I know this isn't an insulating tip and it depends how big your rodent setup is but this is how I keep mine cool in the shed during summer. The black tub is filled with water and the white tub with the rats in it sort of floats in it. On the super hot days I put ice bottles in there like in the pic. I didn't lose a single animal last summer using this method. It's incredibly effective and probably the cheapest option you'll find. Like I said though, if you have heaps of rats, it might be difficult


----------



## sd1981 (Sep 30, 2012)

I used sandwich panels, like a cool room.... Couple of whirly birds and alls good.... I also reversed this for outdoor heat boxes by making a small box out of the panels and running heat cord....


----------



## saximus (Sep 30, 2012)

sd1981 said:


> I used sandwich panels, like a cool room.... Couple of whirly birds and alls good.... I also reversed this for outdoor heat boxes by making a small box out of the panels and running heat cord....



Where do you get these? I'd love to get my hands on some


----------



## wokka (Oct 1, 2012)

saximus said:


> Where do you get these? I'd love to get my hands on some


There are many factories in Western sydney and also on ebay.
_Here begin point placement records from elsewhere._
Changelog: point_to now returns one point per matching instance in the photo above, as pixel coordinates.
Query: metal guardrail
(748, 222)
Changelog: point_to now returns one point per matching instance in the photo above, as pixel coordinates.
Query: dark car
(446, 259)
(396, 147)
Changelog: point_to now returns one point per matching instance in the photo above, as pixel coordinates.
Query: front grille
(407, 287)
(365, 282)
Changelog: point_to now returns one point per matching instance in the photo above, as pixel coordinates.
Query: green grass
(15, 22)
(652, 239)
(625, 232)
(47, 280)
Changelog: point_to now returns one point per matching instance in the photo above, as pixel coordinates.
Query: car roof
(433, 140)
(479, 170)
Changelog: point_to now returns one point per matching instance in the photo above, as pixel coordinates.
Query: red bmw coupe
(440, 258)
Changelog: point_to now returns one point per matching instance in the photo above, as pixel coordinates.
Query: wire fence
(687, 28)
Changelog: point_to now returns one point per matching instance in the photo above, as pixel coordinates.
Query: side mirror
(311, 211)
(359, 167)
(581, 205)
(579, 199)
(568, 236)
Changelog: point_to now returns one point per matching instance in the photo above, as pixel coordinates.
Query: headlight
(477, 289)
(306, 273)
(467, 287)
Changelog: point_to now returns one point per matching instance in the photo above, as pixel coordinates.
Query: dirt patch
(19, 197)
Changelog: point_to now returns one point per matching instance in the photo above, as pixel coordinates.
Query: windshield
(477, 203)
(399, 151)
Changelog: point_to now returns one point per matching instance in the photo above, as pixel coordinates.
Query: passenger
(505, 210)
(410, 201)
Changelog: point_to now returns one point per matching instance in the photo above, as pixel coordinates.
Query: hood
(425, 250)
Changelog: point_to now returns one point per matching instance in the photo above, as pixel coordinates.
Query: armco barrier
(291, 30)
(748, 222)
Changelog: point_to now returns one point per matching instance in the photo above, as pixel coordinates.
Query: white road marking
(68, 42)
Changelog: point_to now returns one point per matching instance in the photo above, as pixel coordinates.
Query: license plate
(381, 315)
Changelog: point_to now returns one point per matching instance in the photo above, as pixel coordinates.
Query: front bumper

About $35 per sq meter for 75mm thick

- - - Updated - - -

To cool a tin shed:
Shade is probably the starting point.-A simple shade cloth tent should work. 
Next evacuate hot air from inside the shed if outside air is cooler - either wirliebirds or thermostatically controlled exaust fan
If the outside ambient temp is still too high then you have to cool the air.- air conditioning


----------



## BigBrad (Oct 2, 2012)

Hey guys you can pm me if u like regarding the cool room panels I've got some used ones coming in a couple of weeks in good condition I'm getting them off a mate and plan to make an incubator for myself and was planning to make a few extra to sell but I might part with some sheets.

- - - Updated - - -

Hey guys you can pm me if u like regarding the cool room panels I've got some used ones coming in a couple of weeks in good condition I'm getting them off a mate and plan to make an incubator for myself and was planning to make a few extra to sell but I might part with some sheets.


----------



## wokka (Oct 3, 2012)

wokka said:


> There are many factories in Western sydney and also on ebay. About $35 per sq meter for 75mm thick
> 
> - - - Updated - - -


thats a new price i paid $10 a 2.4x1.2m sheet when i biult my snake rooms. like everything you just need to be in the right place at the right time to come up with secondhand material.


----------